Agree to Disagree
Updated: Feb 2, 2022
Ever seen the movie, the Stepford Wives? White picket fences, sweet suburbian housewives, everything almost identical and seemingly perfect?
Obviously, it could never be real. And if it was, it wouldn’t last long.
The world we live in is the same– we can’t all like the same things, watch the same things, listen to the same music, and have all the same thoughts and opinions. We would hit a standstill and just… completely stop growing and advancing. Without anyone to challenge our views, to think of something fresh and different, we would simply become stagnant.
Not just that, but if we filter our surroundings for things that only fit our specific views and ideas, our friend group and social network would keep getting smaller and smaller, until we had no one left. Humans are social beings, and it wouldn’t take long for us to suffer the consequences of having no one left around.
So what should we do if a friend, colleague, mentor, etc gets “canceled”? Should we immediately jump on the bandwagon of tearing them down? Should we end a longtime friendship over xyz? Or should we use the opportunity to communicate with them, try and understand their point of view, and have an open conversation about the subject?
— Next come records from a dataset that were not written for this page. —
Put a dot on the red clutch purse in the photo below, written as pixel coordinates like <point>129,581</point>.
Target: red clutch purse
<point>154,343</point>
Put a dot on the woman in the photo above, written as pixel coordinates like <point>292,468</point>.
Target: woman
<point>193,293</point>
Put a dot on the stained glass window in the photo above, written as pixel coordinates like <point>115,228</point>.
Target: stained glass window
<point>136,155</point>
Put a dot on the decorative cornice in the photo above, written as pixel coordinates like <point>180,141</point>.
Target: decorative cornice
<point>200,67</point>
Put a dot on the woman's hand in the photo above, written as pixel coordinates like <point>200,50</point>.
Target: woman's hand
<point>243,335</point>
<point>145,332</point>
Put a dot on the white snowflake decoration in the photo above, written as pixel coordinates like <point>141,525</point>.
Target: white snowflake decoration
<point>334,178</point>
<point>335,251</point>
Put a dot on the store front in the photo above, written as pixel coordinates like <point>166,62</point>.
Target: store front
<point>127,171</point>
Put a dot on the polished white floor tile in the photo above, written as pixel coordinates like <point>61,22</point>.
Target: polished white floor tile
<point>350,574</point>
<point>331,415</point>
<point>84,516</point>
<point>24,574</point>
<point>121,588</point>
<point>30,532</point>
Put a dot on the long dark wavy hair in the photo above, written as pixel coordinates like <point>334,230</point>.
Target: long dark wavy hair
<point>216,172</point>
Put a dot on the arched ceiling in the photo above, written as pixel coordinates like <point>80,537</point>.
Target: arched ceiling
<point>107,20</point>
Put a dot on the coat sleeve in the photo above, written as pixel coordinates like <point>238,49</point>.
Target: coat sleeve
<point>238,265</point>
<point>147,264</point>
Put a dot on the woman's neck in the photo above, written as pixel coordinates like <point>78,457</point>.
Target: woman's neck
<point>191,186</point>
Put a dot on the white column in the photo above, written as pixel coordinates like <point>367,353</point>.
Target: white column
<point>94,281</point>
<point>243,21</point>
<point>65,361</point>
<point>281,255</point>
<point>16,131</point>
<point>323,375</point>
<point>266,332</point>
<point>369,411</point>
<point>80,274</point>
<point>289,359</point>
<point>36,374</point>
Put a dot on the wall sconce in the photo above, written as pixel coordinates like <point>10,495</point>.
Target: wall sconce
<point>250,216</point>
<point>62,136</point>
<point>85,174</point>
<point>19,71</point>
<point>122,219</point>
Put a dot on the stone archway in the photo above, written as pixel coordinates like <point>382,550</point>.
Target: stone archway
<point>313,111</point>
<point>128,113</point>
That would be a way we could all learn.
Take for example Patton Oswalt’s 34-year long friendship with comedian Dave Chappelle.
In 2021, Chappelle’s Netflix special “The Closer” came under fire for trans- and homophobic material– so much so that LGBTQ+ employees of Netflix were planning a walk-off from the set. Wait a minute, isn't Chapelle allowed to have his own opinions? Aren't you allowed to disagree with him and make a choice to not watch his specials anymore?
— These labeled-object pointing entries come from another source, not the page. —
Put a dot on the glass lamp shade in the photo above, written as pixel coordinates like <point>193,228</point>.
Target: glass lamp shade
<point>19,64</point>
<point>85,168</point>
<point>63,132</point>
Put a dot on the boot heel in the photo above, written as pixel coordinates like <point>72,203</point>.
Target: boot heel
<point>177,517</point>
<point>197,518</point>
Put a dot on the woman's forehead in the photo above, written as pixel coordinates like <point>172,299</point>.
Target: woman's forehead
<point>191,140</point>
Oswalt received his own backlash after posting a picture of himself and Chappelle to Instagram.
He soon after wrote a detailed follow-up post discussing the friendship and his own opinions on the matter.
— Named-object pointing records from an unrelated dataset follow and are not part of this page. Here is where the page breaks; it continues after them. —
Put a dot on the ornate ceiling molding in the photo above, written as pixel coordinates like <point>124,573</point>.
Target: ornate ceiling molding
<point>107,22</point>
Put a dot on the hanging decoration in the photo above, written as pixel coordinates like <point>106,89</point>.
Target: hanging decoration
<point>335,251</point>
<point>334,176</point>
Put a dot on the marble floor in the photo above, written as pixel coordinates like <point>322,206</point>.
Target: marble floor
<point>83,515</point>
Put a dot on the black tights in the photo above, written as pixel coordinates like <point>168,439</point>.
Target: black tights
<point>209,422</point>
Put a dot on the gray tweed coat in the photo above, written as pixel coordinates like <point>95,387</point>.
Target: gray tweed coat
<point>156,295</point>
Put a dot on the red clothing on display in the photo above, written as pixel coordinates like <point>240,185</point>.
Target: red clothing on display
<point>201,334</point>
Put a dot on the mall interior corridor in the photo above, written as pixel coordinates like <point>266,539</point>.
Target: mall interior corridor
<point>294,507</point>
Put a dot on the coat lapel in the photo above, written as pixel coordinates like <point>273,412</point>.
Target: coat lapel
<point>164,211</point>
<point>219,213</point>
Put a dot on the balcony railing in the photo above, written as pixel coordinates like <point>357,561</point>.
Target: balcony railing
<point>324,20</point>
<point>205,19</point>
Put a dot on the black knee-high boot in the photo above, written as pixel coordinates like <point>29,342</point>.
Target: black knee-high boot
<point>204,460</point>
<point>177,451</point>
"For all the things he’s helped ME evolve on, I’ll always disagree with where he stands NOW on transgender issues. But I also don’t believe a seeker like him is done evolving, learning. You know someone that long, see the struggles and changes, it’s impossible to cut them off. Impossible not to be hopeful and open and cheer them on. Also, I’ve been carrying a LOT of guilt about friends I’ve cut off, who had views with which I couldn’t agree, or changed in ways I couldn’t live with. Sometimes I wonder – did I and others cutting them off make them dig their heels in deeper, fuel their ignorance with a nitro-boost of resentment and spite?" [X]
It’s a perfect example of “agree to disagree” and for every person, their “deal-breaker” opinions, etc. are different. What one person might tolerate from people could be the nail in the coffin for another. Truly, each person is unique in what they are willing to tolerate or handle in their relationships, and that does need to be respected.
And at the end of the day, isn’t that what it boils down to?
Respecting our fellow peers and their opinions should be the bare minimum. Even if we disagree, unless that person disrespects us first, respect should be there. That’s what friendship should be built on.
There’s also something to be said about how little we know celebrities as people.
Even though we see them all the time, and we may start to feel like we know them, we really don’t. And someone who has been friends with one another for 30+ years probably knows them better than us watching from the internet.
Instead of dropping someone for a differing view, ask yourself what value they bring to your life. Do they enrich your life? Do you enrich theirs? Is your relationship mutual, loving, and enjoyable? Is what you’re differing on a deal-breaker? Or is this something you can move past and continue your friendship?
Sometimes the views are just too different. And cutting that friendship loose could be the healthiest option for both of you. But think of this as well: having someone there to challenge our way of thinking keeps us open to new information. It ensures we don’t become stale and stubborn in our old ways, and keeps us moving forward.
And that is a wonderful thing!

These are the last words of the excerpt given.